Responsibility and climate refugees

I’m trying to fight my way out of a really bad depression. So this may not make a lot of sense.

I’d forgotten that I owed a blog post on climate change, and it’s one of those things that I regret saying yes to. I said yes because I like the person asking, without really reflecting on the problem that I don’t really know much about climate change other than I trust what people like Phil Berke and Deb Niemeier tell me about what we ought to do about it.

However, I do have some things to reflect on with environmental justice, accountability, and refugees. We’ve been confronted this week with families split at the US-Mexico border, and it is sickening. At the risk of being a scold, we should probably, along with our renewed outrage, remember that the state routinely breaks up families via the prison system and “family services.” It would be nice if the people organizing the women’s march would turn their attention here.

The thread that ties climate, DACA, Syria, and Central American refugees together is US power and our refusal to live with the consequences of our exercises of power. Last year in my classes on social welfare and social justice, I used DACA/DREAMERS as an exemplar of our failures in accountability and the moral problems those present, but the logic is equally applicable to Syrian and Central American refugees, and those who will be displaced by our contributions to and nonresponse to climate change.

At the time, I made an argument–and I still think it’s valid–that DREAMERS deserve special moral concern in policy ethics because they, as a class, exist because of policy. I get the critiques: that Dreamers are an appealing group of migrants, and that appeal of American integration, etc. privileges them already. Yes, we should respect the human rights of all migrants, and regular readers know I am of the “if capital can move across borders, why can’t workers” camp on migration. All that said, DREAMERs exist because of bad policy formulation, and bad policy formation should be disciplined by our ethics and willingness to assume democratic responsibility–in Iris Marion Young’s usage of the word. Power and responsibility have to be key democratic practices and virtues, instead of what the US typically does: creates policy that harms subgroups and benefits either elites or majorities, and then washes its hands of the consequences.

That is unacceptable, for many reasons. First off, taking in refugees as a matter of simple humanitarianism sounds like a more generous proposition than taking refugees because of our responsibility, and the former is kind and all that. Bbut altruism has limits, as our current wave of xenophobia and nationalism suggests. What is worse, altruism in this case obscures the relationship between power and accountability.

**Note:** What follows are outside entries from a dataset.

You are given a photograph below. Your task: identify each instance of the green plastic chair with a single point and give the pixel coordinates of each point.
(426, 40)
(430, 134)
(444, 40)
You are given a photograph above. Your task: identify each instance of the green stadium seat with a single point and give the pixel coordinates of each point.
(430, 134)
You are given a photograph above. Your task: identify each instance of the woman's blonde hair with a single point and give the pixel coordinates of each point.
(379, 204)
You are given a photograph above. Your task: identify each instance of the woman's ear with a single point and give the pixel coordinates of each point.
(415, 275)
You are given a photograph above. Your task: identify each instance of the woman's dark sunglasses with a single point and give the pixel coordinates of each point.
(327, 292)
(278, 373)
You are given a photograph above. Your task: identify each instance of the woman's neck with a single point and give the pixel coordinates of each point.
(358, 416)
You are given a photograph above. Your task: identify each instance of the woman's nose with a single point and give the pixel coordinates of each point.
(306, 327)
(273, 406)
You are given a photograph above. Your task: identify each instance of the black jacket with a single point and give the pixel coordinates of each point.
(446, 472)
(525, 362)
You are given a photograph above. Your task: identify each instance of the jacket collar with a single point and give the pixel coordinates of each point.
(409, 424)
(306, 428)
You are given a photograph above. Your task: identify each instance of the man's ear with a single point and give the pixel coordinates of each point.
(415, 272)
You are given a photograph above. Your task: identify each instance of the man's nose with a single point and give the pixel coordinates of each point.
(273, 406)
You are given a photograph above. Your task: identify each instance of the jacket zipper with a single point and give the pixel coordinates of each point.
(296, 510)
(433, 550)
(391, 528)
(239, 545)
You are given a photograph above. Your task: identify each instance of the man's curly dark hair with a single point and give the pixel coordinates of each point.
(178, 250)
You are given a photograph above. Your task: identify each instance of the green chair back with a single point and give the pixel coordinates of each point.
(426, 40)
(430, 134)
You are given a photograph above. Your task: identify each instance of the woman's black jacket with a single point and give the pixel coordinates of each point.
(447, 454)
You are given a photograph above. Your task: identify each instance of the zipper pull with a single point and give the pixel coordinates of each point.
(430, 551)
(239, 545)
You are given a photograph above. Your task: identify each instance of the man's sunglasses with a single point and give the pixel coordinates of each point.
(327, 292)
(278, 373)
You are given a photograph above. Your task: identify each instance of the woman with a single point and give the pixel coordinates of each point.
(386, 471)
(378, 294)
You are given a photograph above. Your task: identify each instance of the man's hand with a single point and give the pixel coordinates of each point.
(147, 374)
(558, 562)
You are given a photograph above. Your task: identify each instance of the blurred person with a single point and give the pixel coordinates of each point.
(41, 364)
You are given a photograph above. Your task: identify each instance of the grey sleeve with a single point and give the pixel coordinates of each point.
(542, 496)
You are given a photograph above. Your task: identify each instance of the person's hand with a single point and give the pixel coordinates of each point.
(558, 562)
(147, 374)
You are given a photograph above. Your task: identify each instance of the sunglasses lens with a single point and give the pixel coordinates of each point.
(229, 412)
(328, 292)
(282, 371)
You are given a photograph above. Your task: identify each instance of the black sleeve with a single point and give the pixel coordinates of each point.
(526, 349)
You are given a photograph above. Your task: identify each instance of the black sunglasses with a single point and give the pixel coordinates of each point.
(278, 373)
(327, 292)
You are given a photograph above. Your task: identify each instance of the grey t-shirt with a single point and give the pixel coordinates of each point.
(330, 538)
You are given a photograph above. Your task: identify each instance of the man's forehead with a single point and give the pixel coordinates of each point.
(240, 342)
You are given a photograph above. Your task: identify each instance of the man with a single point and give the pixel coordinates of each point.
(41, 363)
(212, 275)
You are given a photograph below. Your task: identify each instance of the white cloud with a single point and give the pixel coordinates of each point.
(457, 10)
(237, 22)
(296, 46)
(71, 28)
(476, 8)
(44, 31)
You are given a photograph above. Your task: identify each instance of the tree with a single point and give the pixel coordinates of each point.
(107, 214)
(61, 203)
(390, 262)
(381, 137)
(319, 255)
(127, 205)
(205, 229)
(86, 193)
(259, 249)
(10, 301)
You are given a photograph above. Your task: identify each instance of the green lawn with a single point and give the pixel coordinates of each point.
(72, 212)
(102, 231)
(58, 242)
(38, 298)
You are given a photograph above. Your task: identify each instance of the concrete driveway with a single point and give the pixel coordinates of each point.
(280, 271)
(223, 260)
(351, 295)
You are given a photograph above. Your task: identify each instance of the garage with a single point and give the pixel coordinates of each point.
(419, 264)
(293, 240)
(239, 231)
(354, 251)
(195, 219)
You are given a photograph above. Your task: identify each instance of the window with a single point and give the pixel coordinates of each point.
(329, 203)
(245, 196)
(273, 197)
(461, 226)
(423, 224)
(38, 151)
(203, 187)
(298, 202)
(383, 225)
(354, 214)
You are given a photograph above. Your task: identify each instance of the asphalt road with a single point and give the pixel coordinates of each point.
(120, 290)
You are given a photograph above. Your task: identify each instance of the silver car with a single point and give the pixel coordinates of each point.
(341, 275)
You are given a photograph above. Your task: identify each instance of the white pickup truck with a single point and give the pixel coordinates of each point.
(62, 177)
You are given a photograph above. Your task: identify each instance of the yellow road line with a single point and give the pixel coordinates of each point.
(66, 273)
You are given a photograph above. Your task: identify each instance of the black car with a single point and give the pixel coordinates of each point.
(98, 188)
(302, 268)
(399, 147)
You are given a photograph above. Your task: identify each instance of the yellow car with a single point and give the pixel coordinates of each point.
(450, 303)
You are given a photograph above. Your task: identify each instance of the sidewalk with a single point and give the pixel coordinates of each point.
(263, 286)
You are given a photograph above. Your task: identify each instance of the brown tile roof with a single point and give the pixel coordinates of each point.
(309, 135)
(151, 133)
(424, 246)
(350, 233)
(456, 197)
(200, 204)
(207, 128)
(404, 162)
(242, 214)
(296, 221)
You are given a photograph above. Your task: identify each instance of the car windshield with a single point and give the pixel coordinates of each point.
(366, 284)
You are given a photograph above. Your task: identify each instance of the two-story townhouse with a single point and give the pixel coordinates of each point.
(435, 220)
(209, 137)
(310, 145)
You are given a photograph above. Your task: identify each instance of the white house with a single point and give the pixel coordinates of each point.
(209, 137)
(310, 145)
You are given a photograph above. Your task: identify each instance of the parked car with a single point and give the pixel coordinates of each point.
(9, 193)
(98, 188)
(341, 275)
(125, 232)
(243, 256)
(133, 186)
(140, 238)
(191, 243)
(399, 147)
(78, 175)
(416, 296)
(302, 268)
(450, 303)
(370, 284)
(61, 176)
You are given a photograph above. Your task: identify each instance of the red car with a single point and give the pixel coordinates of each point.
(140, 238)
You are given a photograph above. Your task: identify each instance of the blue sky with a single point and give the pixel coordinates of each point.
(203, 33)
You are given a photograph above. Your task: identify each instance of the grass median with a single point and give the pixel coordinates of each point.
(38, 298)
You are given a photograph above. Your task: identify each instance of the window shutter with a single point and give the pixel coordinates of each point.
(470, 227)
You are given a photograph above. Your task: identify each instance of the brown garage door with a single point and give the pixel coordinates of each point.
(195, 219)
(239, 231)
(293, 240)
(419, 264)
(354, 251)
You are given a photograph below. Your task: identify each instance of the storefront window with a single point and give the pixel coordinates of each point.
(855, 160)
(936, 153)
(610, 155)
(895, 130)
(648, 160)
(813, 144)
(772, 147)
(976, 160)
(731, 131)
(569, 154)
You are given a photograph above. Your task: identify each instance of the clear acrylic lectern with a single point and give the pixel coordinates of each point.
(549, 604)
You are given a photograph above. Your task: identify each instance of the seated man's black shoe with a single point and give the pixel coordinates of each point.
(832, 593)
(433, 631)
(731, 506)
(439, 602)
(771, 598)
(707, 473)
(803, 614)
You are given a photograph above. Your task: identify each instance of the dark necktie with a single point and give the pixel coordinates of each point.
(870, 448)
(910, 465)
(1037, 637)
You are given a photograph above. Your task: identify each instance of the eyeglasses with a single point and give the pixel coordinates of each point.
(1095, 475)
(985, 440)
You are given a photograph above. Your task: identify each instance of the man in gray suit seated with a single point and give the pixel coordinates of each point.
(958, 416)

That problem replicates. Americans are provincial, willfully; few people you stop on the street are likely to be able to locate Syria on a map, talk about how a devastated Syria is strategically useful to for the Israelis, or how our activities in Afghanistan since forever have contributed to the elevation of ISIS. I strongly suspect that the response to any question about whether America should admit Syrians will come down to assessments of desert, both liberal (“they are human beings, we should care”) and conservative (“only once they have been thoroughly vetted, if at all) , rather than assessments of US culpability.

It is virtually impossible for me to cite an example where US policy culpability is more obvious than for the Dreamers. Yes, you can say, as many do, that their parents are culpable for entering the US illegally. But the people in question were children, guilty only of being with their families. We also then passed a policy that made it impossible for these children to apply for citizenship later. Policy created them as a class of migrants, and yet Americans still seem incapable of accepting responsibility for these policy decisions and making things right.

Responsibility for accepting and accommodating climate refugees looks like a pretty unrealistic proposition here in a country that has refused to acknowledge climate change as a problem, let alone govern itself with that reality in mind. The treaties and agreements governing how refugees are to be treated* were written for refugees seeking asylum from violent conflict. As a result, implicit in much refugee policy is that a) host countries are being altruistic instead of accountable, and b) a refugee might be able to return home once things have settled down. For climate refugees, home is unlikely to be habitable without large investments in adaption or at all, and they are likely to be perceived as being victims of unfortunate natural disasters rather than victims of a systematic failure in governance.

*in theory; these rules are flouted pretty regularly as they are unfunded mandates and voluntary agreements).